About Convolution (2D)
Convolution is the core operation in Convolutional Neural Networks (CNNs). A small matrix called a kernel (or filter) slides across a 2D input (such as an image), computing the element-wise product between the kernel and each overlapping patch of the input, then summing the products to produce a single output value. This process generates an output feature map that highlights where certain features (edges, textures, patterns) appear in the input. The key insight of convolution is weight sharing — the same kernel weights are reused across all spatial positions, dramatically reducing the number of parameters compared to a fully connected layer. Convolution was popularized by LeCun et al. (1989) for handwritten digit recognition and remains the backbone of modern computer vision.
Complexity Analysis
- Time Complexity
- O(H × W × K² × C)
- Space Complexity
- O(H × W + K²)
- Difficulty
- intermediate
Key Concepts
Kernel Sliding
The kernel slides across the input one position at a time (stride=1).

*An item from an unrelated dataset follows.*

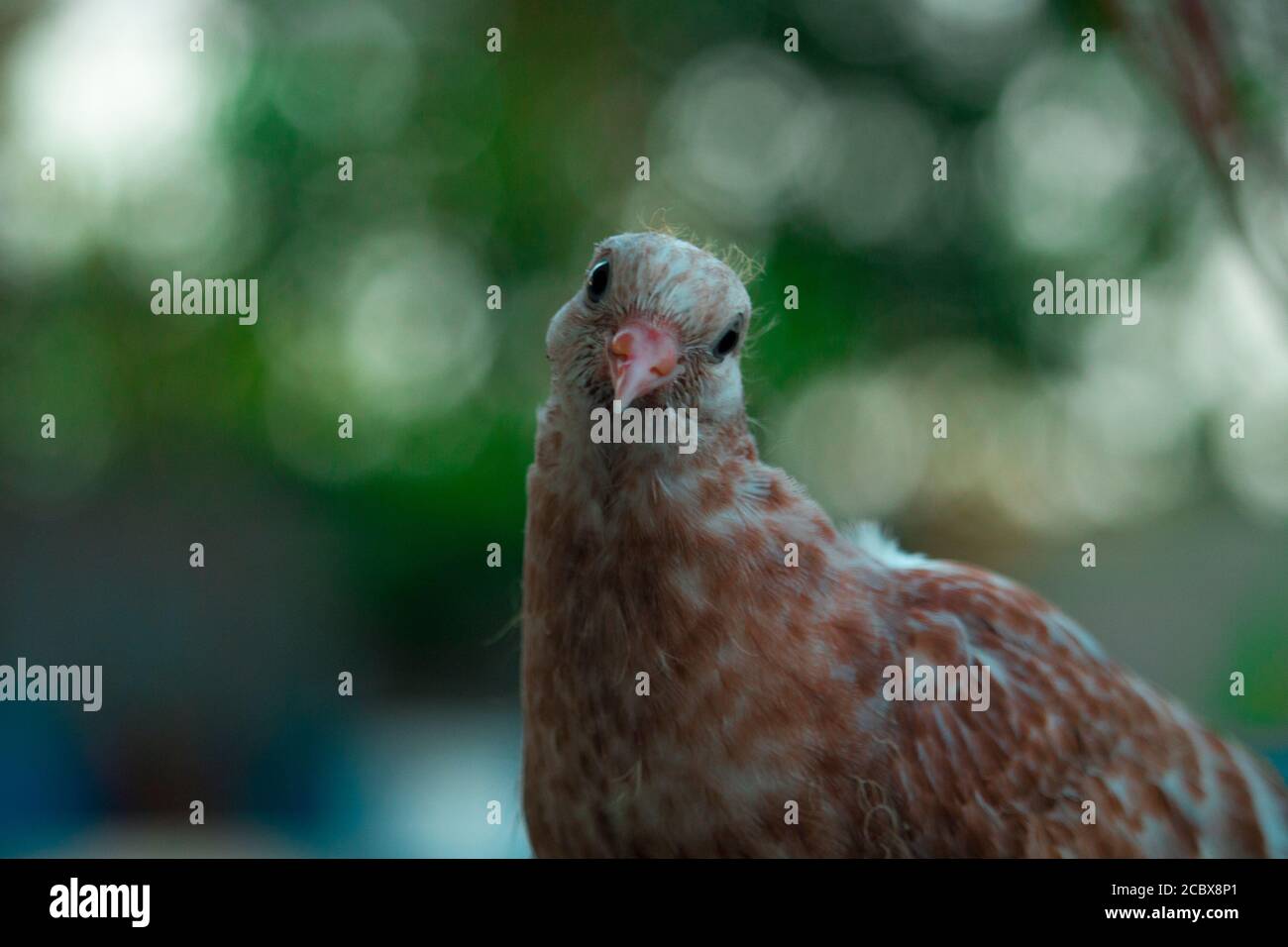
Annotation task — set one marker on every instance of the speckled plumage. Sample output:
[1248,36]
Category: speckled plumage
[765,680]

At each position, it computes the dot product between the kernel and the overlapping input patch. This produces one value in the output feature map.
Weight Sharing
The same kernel weights are applied at every position in the input. This means the network detects the same feature regardless of where it appears — a property called translation equivariance.
Feature Maps
Each kernel produces one feature map. Using multiple kernels (channels) allows the network to detect different features (edges, textures, shapes) simultaneously.
Common Pitfalls
Output size reduction
Without padding, convolution reduces spatial dimensions: output_size = input_size - kernel_size + 1. Use padding='same' to maintain dimensions.
Kernel size must be ≤ input size
The kernel cannot be larger than the input in any dimension. This is a hard constraint of the convolution operation.